A Denver-based startup has developed a mushroom powder that may well be a healthier alternative to sugar for your morning cup of joe.
Using mycelium, the vegetative portion of the mushroom found underground, MycoTechnology's scientists are able to “change flavor profiles and imbue nutritional benefits to target foods and beverages.”
The main goal is to reduce bitterness, a feat that has many benefits including utilization of low-grade beans and a healthier final product. The company’s innovative method “has the potential to disrupt and improve the entire global coffee industry,” the company claims.
There are 25 variations of the bitterness taste receptor, reports Mashable. MycoTechnology has “identified seven different molecules that contribute to bitterness in coffee that we can modify,” said James P. Langan, MycoTechnology’s vice president of innovation in an interview with Mashable.
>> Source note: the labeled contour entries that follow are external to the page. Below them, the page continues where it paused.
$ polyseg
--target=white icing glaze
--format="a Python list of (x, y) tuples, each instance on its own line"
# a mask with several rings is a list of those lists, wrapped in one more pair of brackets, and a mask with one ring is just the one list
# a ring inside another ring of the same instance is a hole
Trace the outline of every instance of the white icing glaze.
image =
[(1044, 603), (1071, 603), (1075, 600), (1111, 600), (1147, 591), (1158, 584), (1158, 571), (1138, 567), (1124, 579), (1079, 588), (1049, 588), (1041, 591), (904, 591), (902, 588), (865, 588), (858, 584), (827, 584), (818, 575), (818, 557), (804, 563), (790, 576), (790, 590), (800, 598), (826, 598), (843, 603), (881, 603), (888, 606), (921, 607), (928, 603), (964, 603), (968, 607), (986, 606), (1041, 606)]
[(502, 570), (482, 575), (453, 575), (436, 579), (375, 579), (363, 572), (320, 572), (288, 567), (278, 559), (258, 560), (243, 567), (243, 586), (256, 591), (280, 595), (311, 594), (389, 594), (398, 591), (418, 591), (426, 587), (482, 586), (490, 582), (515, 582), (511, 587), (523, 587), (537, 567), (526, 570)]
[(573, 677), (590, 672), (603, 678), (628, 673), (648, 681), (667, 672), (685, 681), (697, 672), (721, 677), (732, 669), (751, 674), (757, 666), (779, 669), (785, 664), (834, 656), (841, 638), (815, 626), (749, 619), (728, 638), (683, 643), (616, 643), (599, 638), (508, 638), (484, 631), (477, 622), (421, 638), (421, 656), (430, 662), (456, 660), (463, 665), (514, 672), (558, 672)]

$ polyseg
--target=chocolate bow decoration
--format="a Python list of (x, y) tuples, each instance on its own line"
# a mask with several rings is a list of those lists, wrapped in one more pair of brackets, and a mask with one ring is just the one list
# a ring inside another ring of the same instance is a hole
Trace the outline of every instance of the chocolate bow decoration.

Using a process known as MycoSmooth, coffee and cocoa beans are inoculated with mushrooms and left to ferment - coffee for 7 days, cocoa for 14.
Alternatively, the company produces a powder that can be added to coffee, and any other bitter-tasting food, much like food additives sugar or salt.
And in fact, MycoTech says its biggest competition is sugar.
“The cost of bitterness impacts not only the value of products, but the overall health of the consumer,” says MycoTech. “Add-ins such as sugar, milk, syrups, and artificial sweeteners are used to mask and cover up bitterness adding a tremendous amount of calories or unnecessary chemicals that can be avoided with the elimination of bitterness."
MycoTech says its product is “easier on the stomach” and makes coffee a “more enjoyable drink.”
MycoTech’s process is all-natural and GMO free. According to the company's website, they are the first to create a "class three functional" food, a food that has “undergone a natural organic process, similar to fermentation, that infuses valuable nutrients and removes taste defects.”
“Many drugs and healthful ingredients are quite bitter, and bitter tastes are usually aversive. If this technology can usefully reduce bitterness, it will be a huge advantage in formulating foods,” Dr. John Coupland, professor of Food Science at Penn State, told Mashable.